Listener No 4504, Milky: A Setter’s Blog by Malva
Posted by Listen With Others on 17 Jun 2018
I dare say a good many solvers will view Milky as lowering the 2018 standard a notch or seven, but I’ll always remember it as the first and only time I’ve actually seen someone doing one of my crosswords.
We were down in Cornwall and we’d done the Two Valleys Walk from St Neot, which takes you across the edge of the moor, along the River Fowey and, in our case, through a field of belligerent bullocks who mirrored our every move in a strange cross-species version of one of those elegantly soporific dances they have in Pride and Prejudice and resolutely refused to let us anywhere near the stile we needed to use. It added about 40 minutes to the walk, but eventually we got back to the pub and took our drinks out to the courtyard at the back. There were only a couple of people there – a woman hoovering up a seafood platter the size of the Isle of Wight and a middle-aged bloke wearing a ZZ Top T-shirt. And, lo and behold, he had The Times on the table in front of him and was pulling intently on an e-cigarette while flicking away half-eaten prawns that had escaped from his companion’s fork.

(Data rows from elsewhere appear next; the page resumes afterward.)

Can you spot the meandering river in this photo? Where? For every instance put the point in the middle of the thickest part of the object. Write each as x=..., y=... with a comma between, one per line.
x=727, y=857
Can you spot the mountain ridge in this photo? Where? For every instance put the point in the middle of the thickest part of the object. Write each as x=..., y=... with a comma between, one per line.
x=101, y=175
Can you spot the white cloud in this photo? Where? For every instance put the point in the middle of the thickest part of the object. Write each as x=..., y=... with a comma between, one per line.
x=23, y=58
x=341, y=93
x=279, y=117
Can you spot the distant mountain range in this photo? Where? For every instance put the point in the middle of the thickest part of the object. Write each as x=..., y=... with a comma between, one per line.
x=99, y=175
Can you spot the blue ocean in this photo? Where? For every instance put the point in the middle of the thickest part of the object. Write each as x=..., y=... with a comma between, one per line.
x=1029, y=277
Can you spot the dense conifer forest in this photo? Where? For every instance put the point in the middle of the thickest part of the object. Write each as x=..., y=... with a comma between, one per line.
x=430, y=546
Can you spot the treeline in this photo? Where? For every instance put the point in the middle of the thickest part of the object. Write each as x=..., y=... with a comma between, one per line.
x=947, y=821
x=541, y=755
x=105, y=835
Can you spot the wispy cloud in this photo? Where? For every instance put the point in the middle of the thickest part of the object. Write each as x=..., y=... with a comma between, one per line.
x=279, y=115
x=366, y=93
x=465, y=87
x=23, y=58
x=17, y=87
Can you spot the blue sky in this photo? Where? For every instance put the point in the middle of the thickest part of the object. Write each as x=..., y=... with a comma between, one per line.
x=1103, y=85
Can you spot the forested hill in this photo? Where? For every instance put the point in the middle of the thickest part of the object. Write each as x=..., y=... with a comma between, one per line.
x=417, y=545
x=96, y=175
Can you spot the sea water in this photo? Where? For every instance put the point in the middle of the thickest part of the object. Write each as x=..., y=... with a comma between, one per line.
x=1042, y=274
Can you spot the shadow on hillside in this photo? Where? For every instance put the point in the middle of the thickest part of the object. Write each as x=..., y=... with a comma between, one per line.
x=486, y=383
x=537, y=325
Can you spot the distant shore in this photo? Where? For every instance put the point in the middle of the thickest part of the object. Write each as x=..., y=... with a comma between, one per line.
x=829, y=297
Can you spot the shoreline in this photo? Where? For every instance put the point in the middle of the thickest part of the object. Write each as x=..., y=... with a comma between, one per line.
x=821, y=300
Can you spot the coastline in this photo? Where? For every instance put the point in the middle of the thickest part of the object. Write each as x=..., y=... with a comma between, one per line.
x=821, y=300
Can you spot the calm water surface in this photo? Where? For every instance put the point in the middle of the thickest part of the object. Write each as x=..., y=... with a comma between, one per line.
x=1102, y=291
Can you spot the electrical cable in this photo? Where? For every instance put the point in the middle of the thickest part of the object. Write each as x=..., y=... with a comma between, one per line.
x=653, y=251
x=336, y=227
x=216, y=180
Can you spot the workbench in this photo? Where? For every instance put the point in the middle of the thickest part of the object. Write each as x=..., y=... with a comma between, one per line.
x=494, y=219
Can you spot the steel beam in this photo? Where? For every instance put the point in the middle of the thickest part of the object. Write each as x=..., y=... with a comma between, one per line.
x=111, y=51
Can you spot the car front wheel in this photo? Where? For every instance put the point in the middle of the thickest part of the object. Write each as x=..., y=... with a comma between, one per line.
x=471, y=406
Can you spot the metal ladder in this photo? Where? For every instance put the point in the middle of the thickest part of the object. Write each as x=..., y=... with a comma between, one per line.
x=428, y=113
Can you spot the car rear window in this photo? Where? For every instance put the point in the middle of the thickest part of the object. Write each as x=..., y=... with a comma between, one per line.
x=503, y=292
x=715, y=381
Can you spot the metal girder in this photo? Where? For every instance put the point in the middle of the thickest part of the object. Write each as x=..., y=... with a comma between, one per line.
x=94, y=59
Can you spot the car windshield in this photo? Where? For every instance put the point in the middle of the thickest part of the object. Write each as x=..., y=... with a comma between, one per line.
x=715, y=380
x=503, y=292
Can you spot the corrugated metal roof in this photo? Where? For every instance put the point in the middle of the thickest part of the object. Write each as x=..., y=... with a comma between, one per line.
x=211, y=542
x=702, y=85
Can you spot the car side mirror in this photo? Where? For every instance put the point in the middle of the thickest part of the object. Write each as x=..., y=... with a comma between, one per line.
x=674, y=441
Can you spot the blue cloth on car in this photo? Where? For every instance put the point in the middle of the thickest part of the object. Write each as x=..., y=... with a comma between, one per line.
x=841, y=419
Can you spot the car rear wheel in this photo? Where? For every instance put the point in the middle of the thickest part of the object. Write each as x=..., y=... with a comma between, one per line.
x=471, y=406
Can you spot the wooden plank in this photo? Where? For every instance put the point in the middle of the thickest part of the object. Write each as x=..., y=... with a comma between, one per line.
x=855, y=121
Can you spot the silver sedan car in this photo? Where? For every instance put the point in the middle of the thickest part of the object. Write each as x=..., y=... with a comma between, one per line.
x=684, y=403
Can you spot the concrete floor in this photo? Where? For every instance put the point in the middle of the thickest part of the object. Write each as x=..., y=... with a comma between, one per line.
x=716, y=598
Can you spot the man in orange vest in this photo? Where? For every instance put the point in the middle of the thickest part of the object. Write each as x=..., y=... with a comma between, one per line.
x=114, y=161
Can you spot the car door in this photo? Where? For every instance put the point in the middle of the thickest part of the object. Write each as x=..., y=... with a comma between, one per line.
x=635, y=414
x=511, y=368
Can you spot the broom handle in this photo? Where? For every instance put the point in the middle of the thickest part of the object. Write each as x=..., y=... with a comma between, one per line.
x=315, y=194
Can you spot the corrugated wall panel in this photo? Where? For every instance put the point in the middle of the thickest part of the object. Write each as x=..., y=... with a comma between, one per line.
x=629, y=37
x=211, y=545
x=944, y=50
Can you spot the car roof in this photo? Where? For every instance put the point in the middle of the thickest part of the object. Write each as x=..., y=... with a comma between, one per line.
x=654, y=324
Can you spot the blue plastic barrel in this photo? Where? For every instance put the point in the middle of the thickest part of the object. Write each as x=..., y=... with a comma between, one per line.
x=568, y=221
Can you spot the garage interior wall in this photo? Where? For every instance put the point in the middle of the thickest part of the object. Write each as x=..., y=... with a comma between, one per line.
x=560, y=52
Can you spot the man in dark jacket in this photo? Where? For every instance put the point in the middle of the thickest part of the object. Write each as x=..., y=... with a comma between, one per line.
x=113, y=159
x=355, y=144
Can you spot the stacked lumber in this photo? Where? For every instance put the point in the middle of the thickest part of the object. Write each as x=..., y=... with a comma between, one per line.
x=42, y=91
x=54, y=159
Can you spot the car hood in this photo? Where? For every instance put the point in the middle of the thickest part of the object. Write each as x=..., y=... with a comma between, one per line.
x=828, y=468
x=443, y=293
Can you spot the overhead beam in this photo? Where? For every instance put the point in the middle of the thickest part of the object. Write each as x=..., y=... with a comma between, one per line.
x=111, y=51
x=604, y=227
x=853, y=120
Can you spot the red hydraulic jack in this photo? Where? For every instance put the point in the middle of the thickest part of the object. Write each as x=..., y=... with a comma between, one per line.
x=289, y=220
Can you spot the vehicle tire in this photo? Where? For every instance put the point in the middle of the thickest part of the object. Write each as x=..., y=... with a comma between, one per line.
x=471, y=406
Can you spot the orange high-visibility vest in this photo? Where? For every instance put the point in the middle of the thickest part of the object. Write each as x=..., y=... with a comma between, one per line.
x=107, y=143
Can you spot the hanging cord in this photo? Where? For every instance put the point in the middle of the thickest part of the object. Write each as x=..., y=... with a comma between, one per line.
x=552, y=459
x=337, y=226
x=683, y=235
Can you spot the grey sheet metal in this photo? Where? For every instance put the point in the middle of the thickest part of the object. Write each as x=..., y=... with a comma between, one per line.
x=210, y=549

“Ah … you do the Listener, then?” I said and he looked at me as though I’d just accused him of something really shameful and offensive.
“Sometimes,” he said defensively and the platter gobbler paused over a winkle and added,
“He does it every week. With a fountain pen.”

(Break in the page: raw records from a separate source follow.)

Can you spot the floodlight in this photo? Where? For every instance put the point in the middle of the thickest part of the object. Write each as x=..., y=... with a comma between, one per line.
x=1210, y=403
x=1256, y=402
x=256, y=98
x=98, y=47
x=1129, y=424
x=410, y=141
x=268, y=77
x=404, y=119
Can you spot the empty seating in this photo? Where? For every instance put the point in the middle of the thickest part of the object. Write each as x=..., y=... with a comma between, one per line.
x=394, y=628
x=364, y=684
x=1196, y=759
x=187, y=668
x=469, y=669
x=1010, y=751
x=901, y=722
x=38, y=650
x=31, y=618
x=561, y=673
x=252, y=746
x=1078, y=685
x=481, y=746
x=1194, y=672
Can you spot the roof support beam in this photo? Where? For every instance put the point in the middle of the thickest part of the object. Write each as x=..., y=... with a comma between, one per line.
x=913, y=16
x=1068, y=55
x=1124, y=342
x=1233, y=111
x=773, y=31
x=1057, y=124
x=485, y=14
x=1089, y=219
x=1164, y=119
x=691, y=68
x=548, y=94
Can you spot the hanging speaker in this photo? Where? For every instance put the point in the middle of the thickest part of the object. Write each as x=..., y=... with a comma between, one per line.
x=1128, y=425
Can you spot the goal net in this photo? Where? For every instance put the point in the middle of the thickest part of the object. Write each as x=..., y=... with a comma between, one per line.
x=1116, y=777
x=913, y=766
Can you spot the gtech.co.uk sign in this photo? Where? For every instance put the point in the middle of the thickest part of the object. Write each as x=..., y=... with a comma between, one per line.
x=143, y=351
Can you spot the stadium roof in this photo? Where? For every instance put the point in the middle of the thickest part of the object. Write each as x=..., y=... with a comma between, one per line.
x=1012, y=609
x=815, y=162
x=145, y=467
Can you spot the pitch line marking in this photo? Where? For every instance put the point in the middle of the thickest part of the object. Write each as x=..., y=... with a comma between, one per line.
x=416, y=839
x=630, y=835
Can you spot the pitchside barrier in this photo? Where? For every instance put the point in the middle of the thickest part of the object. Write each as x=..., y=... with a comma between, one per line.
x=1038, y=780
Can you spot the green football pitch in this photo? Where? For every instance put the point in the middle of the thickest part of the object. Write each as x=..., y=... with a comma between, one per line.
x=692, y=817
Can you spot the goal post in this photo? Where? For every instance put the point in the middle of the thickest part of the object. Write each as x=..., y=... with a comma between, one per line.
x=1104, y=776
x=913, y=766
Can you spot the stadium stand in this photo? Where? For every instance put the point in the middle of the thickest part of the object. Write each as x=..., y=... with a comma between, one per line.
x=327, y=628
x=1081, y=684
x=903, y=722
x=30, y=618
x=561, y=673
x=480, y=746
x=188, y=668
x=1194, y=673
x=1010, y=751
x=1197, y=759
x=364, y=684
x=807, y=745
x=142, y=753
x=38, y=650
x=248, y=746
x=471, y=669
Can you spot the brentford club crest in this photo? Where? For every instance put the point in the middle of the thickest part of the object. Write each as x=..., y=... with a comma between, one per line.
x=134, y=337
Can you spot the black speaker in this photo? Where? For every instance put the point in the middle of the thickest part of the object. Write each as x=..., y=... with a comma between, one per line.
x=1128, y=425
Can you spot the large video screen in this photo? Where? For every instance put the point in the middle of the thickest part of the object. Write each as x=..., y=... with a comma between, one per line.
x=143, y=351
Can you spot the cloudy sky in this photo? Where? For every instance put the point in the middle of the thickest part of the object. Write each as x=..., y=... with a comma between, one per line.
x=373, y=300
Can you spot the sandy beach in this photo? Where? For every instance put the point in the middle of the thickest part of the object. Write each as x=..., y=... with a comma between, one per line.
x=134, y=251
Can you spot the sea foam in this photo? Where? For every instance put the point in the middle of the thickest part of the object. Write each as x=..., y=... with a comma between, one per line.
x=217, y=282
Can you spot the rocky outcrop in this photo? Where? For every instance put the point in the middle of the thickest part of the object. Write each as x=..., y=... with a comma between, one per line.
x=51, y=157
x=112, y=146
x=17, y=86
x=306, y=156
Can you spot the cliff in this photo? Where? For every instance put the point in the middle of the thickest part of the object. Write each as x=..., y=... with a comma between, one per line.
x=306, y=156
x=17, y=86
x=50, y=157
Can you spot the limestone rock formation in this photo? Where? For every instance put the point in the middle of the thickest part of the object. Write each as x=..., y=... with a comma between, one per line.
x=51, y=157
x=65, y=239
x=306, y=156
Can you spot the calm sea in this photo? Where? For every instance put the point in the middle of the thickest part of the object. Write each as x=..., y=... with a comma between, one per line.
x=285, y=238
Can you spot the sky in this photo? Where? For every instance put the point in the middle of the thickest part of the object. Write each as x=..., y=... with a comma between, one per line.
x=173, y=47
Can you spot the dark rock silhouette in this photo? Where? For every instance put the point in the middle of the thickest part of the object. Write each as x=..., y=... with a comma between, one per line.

“Keeps the old noddle ship-shape,” he said. “Most weeks, anyway.” A sliver of whiting landed on the preamble. “This bloke, though,” and he pointed at my name “he’s not really up to it. They’re all about birds. Sparrows … and stuff. Not that I’ve got anything against birds.”
“Per se,” added the platter cleaner.
“Avoirdupois,” he said and they giggled gleefully at what I assumed was some arcane private joke. Thankfully though, their moment of merriment gave us the chance to skedaddle to the furthest corner of the courtyard, but no sooner had we sat down than The Times dropped onto our table and the bloke said,
“You can finish it if you like,” and just to confuse matters, he also handed me what was left of the seafood platter, which was a puddle of pink gloop, two slices of radish and a microdot of crab.
I didn’t eat any of it. I didn’t check his answers either. But we did see a dipper at Golitha Falls.